In mid-December, Ben Irwin, a former director of communications for Preemptive Love, posted a long article on Medium.com detailing his concerns about the Courtneys, presenting a starkly contrasting picture than the mission outlined by Preemptive Love’s leadership. According to the its website, the organization does relief work in the Middle East and Latin America as part of a broader goal of “working together to unmake violence and create the more beautiful world our hearts know is possible.”
In speeches and conversations with donors, Jeremy Courtney has for years said that Preemptive Love began with a cup of chai and the story of a girl with a broken heart. Courtney, who had moved to the Middle East intending to be a missionary after 9/11, had relocated to Iraq in 2007 to work on humanitarian relief.
As Courtney sat in a hotel, a man approached and told Courtney that his cousin’s daughter had a heart defect and no local doctor could treat her.
“You are an American. Is there something you can do?” Courtney recalled the man saying in a 2011 TED Talk given in Baghdad. “Ultimately, I decided to help this little girl,” he told the TED audience. “I decided to suspend my questions and to jump in and love first.”
That meeting led the Courtneys and some friends to form a nonprofit that would raise money to provide heart surgeries for Iraqi children. The group’s name was the Preemptive Love Coalition. “Now, unlike a preemptive strike, where I seek to get you before you get me,” Courtney explained in his TED Talk, “preemptive love is where I jump forward to love you before you love me.”
Preemptive love also meant trying to help people even if you lacked the expertise to solve their problems. That can-do attitude worked, and by March 2009, Preemptive Love had raised more than $220,000 to provide 26 heart surgeries for Iraqi children.

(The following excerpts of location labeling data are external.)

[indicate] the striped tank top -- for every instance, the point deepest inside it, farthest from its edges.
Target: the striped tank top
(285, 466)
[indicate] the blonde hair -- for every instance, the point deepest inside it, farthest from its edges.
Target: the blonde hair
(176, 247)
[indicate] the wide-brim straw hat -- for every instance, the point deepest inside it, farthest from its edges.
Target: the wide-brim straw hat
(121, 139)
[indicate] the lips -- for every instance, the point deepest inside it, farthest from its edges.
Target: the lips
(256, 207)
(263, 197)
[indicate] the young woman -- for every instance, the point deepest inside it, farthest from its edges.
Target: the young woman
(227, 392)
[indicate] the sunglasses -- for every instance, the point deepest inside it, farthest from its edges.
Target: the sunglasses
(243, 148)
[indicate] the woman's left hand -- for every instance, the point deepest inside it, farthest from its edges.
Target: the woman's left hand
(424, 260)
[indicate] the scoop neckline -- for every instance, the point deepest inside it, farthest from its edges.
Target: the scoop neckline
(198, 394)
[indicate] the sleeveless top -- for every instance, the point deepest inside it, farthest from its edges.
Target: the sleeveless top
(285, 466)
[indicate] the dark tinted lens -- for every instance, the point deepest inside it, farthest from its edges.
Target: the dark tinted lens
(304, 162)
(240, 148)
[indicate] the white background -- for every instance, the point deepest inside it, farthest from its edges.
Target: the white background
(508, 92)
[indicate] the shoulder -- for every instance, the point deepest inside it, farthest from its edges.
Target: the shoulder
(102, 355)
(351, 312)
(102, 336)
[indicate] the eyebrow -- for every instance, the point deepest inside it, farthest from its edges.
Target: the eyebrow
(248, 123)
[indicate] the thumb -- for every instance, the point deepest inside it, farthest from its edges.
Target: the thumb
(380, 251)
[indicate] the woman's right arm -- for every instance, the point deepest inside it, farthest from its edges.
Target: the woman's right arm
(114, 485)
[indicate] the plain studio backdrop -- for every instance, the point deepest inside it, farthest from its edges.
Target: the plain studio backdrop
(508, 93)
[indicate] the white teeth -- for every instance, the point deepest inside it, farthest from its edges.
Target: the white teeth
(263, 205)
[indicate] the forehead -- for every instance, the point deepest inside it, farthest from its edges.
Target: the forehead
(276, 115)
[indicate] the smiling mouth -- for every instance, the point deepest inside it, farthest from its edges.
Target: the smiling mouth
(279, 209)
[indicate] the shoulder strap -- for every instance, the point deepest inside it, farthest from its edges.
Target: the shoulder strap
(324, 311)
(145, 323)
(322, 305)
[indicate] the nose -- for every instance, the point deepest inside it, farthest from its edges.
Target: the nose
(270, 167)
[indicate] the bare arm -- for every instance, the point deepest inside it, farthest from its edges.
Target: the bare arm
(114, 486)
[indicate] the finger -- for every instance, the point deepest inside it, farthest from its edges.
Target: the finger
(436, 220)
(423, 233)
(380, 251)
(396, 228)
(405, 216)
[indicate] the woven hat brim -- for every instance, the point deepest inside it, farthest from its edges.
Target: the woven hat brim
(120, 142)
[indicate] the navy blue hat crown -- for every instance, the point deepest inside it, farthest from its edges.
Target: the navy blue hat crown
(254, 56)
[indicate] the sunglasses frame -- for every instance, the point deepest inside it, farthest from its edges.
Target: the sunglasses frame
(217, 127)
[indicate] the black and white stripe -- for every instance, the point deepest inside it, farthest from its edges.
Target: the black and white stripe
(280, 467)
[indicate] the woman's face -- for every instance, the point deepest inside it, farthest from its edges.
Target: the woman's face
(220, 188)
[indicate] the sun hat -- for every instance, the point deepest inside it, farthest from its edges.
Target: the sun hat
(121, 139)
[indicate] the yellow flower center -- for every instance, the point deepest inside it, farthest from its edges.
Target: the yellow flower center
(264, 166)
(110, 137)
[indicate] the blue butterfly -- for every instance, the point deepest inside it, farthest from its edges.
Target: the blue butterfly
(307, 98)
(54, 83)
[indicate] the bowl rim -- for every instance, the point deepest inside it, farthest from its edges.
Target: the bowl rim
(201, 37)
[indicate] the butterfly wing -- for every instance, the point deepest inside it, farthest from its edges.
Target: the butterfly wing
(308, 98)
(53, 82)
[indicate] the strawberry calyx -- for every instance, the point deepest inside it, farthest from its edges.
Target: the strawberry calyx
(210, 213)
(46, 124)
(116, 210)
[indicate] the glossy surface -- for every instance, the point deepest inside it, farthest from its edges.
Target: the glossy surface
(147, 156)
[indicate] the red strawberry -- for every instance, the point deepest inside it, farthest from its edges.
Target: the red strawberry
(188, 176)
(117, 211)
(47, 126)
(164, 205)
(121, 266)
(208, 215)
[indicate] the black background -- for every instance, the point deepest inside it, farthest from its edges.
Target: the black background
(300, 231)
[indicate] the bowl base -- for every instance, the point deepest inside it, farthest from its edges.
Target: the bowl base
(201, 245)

The following year, the organization raised about $300,000 to provide surgery for 23 more children, along with follow-up care. Preemptive Love would eventually pay for surgeries for hundreds of children and set up a program to train local doctors to perform lifesaving surgery.

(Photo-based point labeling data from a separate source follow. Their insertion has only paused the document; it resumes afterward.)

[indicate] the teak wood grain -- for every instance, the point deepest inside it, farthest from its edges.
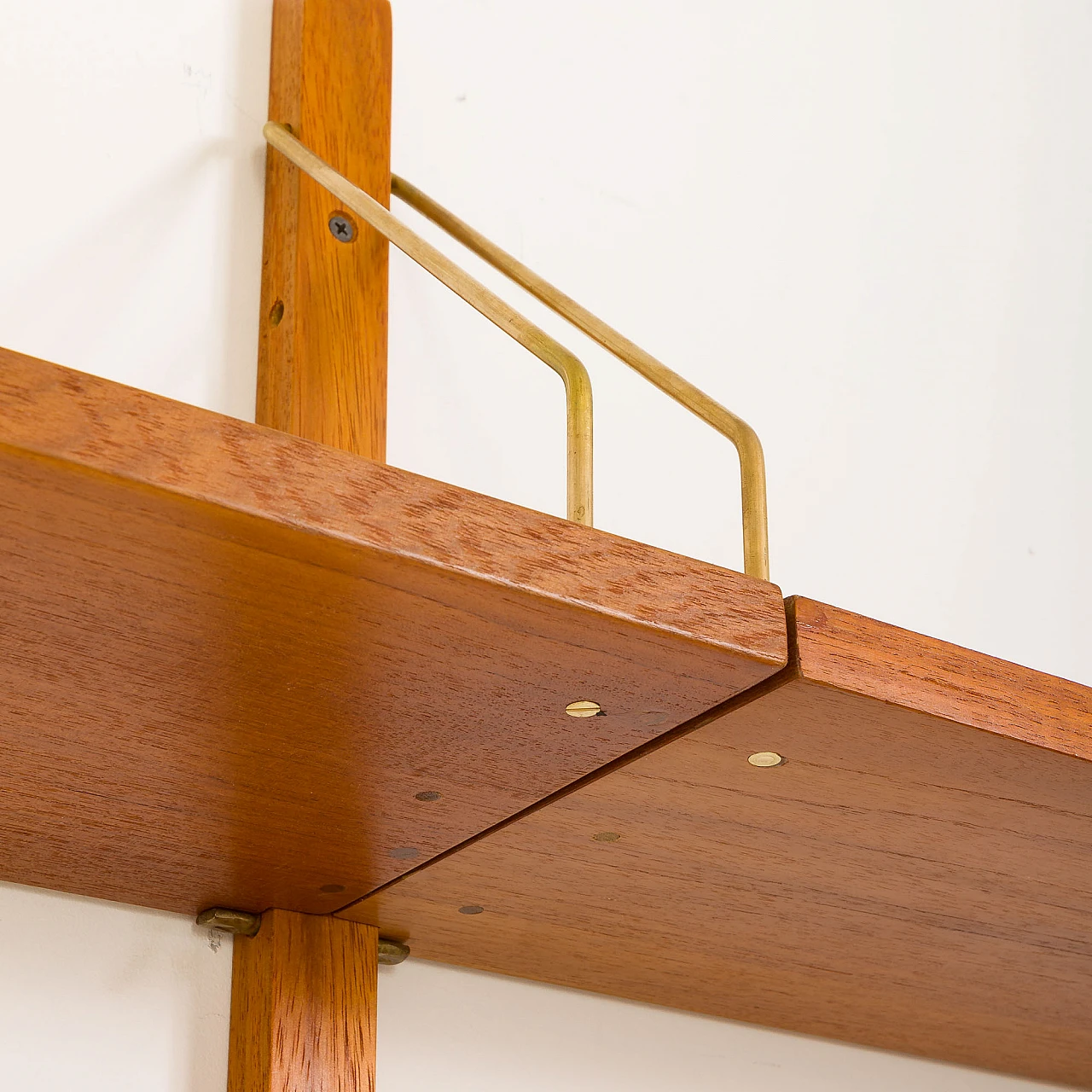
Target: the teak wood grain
(915, 876)
(322, 342)
(234, 658)
(304, 1006)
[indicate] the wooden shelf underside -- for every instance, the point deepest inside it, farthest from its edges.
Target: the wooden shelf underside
(915, 876)
(233, 659)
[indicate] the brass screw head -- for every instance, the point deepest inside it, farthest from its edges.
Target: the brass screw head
(765, 758)
(584, 709)
(342, 229)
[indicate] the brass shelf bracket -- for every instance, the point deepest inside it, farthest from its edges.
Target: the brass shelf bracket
(573, 374)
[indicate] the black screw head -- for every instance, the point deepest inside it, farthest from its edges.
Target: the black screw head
(342, 229)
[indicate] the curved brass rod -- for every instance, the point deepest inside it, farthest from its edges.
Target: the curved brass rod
(578, 386)
(752, 461)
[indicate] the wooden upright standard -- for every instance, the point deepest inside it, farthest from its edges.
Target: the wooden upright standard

After the rise of the Islamic State group, Preemptive Love shifted to providing relief for refugees in Iraq and other war-torn countries such as Syria. In 2020, Preemptive Love had its best year ever — raising more than $13 million to support a team of “global peacemakers” who provide food and water and other assistance while spreading the gospel of loving first.
The Courtneys’ work proved particularly attractive to Christian influencers and young Christians such as Dane Barnett, who were disillusioned with politics and wanted to change the world. A secular organization, Preemptive seemed to be infused with faith.

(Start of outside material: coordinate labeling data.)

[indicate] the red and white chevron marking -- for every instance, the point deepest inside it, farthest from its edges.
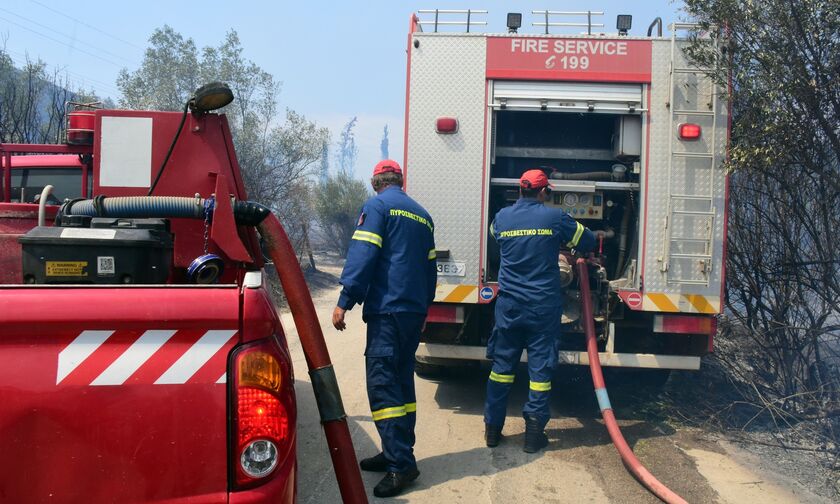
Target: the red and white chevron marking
(134, 357)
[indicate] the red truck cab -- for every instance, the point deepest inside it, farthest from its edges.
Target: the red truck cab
(170, 392)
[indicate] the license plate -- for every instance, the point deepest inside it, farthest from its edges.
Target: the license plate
(452, 269)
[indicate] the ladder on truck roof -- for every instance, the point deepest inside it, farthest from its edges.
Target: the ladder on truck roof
(690, 221)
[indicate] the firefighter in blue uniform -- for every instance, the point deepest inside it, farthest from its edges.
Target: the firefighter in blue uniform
(529, 304)
(391, 267)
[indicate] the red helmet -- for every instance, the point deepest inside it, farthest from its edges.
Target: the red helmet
(533, 179)
(387, 166)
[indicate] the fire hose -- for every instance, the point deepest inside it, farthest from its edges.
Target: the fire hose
(279, 248)
(627, 456)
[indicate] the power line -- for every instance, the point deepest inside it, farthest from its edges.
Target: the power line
(69, 37)
(22, 60)
(62, 43)
(87, 24)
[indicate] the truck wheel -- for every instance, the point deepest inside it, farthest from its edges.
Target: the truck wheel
(426, 370)
(644, 381)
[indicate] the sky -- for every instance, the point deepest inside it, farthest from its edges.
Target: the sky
(336, 60)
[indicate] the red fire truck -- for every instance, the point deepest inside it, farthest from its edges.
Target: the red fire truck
(141, 358)
(633, 138)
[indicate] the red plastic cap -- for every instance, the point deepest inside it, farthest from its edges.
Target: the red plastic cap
(533, 179)
(387, 166)
(446, 125)
(690, 131)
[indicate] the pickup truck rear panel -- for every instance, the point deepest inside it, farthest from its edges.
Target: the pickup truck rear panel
(115, 394)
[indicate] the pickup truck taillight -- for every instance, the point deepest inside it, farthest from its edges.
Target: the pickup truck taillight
(261, 413)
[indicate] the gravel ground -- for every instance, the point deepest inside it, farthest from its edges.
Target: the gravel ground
(579, 465)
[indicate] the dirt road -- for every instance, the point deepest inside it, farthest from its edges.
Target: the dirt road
(579, 465)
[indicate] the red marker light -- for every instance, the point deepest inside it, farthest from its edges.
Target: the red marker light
(689, 131)
(446, 125)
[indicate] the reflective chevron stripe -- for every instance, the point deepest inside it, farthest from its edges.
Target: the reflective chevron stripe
(455, 293)
(681, 303)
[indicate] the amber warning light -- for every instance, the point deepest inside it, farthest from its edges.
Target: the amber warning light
(689, 131)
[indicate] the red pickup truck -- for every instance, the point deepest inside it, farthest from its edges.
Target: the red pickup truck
(125, 375)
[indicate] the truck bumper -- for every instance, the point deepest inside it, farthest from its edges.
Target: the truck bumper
(431, 352)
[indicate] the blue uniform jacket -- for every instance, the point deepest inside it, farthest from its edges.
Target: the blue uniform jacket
(530, 236)
(391, 264)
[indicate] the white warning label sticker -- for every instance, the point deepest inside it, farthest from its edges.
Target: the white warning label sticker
(90, 234)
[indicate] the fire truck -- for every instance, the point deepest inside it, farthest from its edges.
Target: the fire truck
(141, 357)
(633, 138)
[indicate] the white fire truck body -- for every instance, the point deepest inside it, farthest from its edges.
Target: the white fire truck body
(634, 139)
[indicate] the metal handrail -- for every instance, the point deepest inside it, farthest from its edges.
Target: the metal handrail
(588, 25)
(437, 22)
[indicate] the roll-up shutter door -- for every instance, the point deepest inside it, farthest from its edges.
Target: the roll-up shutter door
(567, 96)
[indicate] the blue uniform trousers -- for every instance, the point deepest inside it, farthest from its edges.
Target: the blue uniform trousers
(392, 341)
(521, 327)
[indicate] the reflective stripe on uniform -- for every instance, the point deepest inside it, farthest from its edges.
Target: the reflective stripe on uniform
(576, 238)
(501, 378)
(368, 237)
(541, 386)
(385, 413)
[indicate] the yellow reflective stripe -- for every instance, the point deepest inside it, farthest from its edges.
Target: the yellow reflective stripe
(576, 238)
(368, 237)
(501, 378)
(386, 413)
(541, 386)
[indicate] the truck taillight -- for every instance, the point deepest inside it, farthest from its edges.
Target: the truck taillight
(446, 125)
(685, 324)
(262, 416)
(689, 131)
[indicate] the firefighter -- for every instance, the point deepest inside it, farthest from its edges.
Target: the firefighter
(391, 268)
(529, 304)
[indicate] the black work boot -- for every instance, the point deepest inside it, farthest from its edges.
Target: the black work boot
(492, 434)
(377, 463)
(535, 438)
(393, 483)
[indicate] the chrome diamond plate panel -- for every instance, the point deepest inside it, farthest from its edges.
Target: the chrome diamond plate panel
(444, 172)
(689, 176)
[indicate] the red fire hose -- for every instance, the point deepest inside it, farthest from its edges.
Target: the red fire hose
(627, 456)
(317, 359)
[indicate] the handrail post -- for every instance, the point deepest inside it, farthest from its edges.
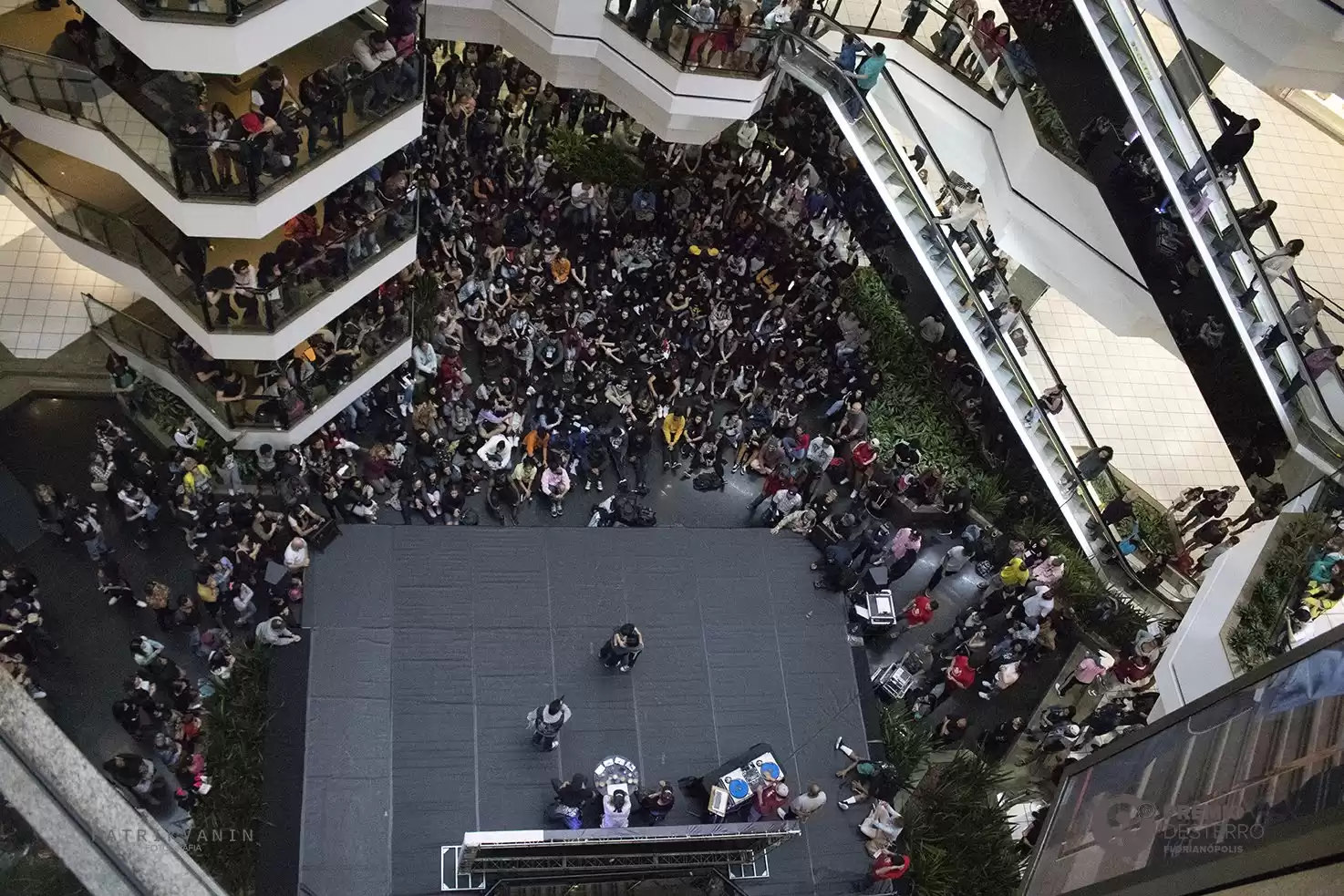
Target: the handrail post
(176, 173)
(207, 317)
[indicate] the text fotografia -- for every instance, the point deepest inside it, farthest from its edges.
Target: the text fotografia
(195, 836)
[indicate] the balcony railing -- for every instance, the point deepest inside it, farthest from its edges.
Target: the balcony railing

Barnett began raising funds for Preemptive Love in 2011, while a student at Cedarville University, a Christian school in Ohio. Barnett, who said he’d been born with a congenital heart defect, was drawn by the organization’s aid to heart patients.
“If I had been born in Iraq, I’d need a place like Preemptive Love to save my life,” he said.
Barnett had also grown concerned about the evangelical subculture he had grown up in, feeling it was too focused on power and not enough on living like Jesus. Preemptive Love, he said, offered a way to find meaning by helping others.